Although mayor Zohran Mamdani has not made any explicit policy decisions, he addressed the city’s most vulnerable student population directly in his goals for the new administration with plans to expand an initiative matching school staff with homeless students and their families for weekly check-ins. Jennifer Pringle, director of Advocates For Children’s Learners in Temporary Housing Project, emphasized that “Education is the best tool we have to prevent future homelessness, and only bold leadership from City Hall can bring the urgency and coordination needed.” Schools Chancellor Kamar Samuel backed up the new administration’s plans to “prioritize trauma-informed, cross-agency, and data-driven strategies to address chronic absenteeism and boost educational outcomes for students in temporary housing.” 

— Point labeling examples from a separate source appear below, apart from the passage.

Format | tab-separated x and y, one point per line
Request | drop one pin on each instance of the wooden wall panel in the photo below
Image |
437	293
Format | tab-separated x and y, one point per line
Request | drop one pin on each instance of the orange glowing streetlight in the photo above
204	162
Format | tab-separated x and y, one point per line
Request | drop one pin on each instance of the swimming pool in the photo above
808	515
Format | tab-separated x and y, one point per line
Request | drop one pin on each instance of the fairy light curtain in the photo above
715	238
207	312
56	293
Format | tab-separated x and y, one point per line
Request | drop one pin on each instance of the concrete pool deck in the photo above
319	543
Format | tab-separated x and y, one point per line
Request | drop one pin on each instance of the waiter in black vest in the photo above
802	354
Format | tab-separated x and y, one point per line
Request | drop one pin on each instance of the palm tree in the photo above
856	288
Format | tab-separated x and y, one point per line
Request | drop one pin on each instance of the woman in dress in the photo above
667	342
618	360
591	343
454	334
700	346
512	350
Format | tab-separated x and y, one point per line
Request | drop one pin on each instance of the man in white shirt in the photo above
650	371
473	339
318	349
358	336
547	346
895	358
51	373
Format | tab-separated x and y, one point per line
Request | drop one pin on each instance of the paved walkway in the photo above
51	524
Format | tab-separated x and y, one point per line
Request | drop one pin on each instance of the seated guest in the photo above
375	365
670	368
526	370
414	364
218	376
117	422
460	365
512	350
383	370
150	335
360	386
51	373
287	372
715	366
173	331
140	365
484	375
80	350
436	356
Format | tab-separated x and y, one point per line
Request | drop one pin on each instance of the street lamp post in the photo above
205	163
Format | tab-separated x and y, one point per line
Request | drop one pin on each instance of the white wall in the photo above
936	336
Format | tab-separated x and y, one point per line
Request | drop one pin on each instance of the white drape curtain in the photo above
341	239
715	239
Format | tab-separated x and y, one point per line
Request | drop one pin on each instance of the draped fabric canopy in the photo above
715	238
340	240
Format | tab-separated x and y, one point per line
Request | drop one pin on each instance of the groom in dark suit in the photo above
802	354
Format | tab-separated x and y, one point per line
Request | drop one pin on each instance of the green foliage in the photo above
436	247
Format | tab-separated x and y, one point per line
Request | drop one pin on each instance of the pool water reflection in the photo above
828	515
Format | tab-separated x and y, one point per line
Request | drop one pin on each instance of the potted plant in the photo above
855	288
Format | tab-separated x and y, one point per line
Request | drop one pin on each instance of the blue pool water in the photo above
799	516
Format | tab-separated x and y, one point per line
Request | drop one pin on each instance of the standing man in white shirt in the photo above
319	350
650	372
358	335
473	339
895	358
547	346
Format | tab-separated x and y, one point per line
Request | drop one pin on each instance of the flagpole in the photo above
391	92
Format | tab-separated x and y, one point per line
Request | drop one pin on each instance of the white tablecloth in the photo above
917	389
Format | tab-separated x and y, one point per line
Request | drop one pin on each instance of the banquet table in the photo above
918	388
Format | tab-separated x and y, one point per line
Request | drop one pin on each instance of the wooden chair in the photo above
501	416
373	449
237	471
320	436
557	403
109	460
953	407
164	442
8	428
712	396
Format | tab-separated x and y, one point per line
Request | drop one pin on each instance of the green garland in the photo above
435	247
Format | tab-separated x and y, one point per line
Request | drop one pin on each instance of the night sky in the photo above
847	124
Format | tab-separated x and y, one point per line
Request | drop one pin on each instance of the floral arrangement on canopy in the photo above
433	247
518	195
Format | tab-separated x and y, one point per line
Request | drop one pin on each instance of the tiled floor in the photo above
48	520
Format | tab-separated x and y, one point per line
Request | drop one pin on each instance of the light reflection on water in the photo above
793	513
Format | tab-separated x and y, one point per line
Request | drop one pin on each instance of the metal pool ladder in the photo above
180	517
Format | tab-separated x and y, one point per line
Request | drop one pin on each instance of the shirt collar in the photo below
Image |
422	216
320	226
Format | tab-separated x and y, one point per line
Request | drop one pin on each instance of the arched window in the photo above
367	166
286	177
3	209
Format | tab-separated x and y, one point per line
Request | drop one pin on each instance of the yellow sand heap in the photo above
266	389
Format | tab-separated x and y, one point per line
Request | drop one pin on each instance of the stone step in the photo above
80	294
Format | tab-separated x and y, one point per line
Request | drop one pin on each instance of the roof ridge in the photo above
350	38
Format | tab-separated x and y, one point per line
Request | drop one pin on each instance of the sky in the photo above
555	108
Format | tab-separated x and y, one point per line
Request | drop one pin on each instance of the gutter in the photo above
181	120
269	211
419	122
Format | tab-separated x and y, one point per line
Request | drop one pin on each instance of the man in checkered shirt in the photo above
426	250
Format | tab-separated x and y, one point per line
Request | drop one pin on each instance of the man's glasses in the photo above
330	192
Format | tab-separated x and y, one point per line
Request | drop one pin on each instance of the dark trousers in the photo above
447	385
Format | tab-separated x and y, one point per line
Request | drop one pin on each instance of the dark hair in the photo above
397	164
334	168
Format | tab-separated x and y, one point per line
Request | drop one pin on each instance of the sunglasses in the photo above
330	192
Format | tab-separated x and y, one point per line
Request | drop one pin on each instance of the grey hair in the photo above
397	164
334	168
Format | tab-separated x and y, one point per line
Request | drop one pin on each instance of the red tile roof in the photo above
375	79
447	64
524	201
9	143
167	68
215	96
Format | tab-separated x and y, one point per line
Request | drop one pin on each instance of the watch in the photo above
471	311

EdTrust-New York agrees that improving the school climate is critical, “expansion of restorative justice programs, and training educators in trauma-informed and healing-centered practices,” the organization supports renewing mayoral control of city schools. It also suggests “more accountability to families and students…giving students voting power on education councils and publicly reporting how parent and caregiver feedback drives policy.” 

In January of this year, Mamdani reversed a campaign promise to rescind his mayoral control, which was scheduled to expire in June. After a deeper reckoning with the challenges he has inherited, he expressed his realization that New Yorkers should direct their concerns to him. In his inauguration speech, he committed to working toward a version of mayoral control that will “engage parents, teachers, and students in decision-making.”

Students and families are facing challenges from all directions. Across the city, administrators and teachers in the public school system are doing their best to uplift students like Arthur, encourage them to maintain attendance, and provide support for the families behind them. “Those families deserve a fair chance,” says Maldonado, ”and a fair shot in a school that’s willing to defend them amidst everything going on.”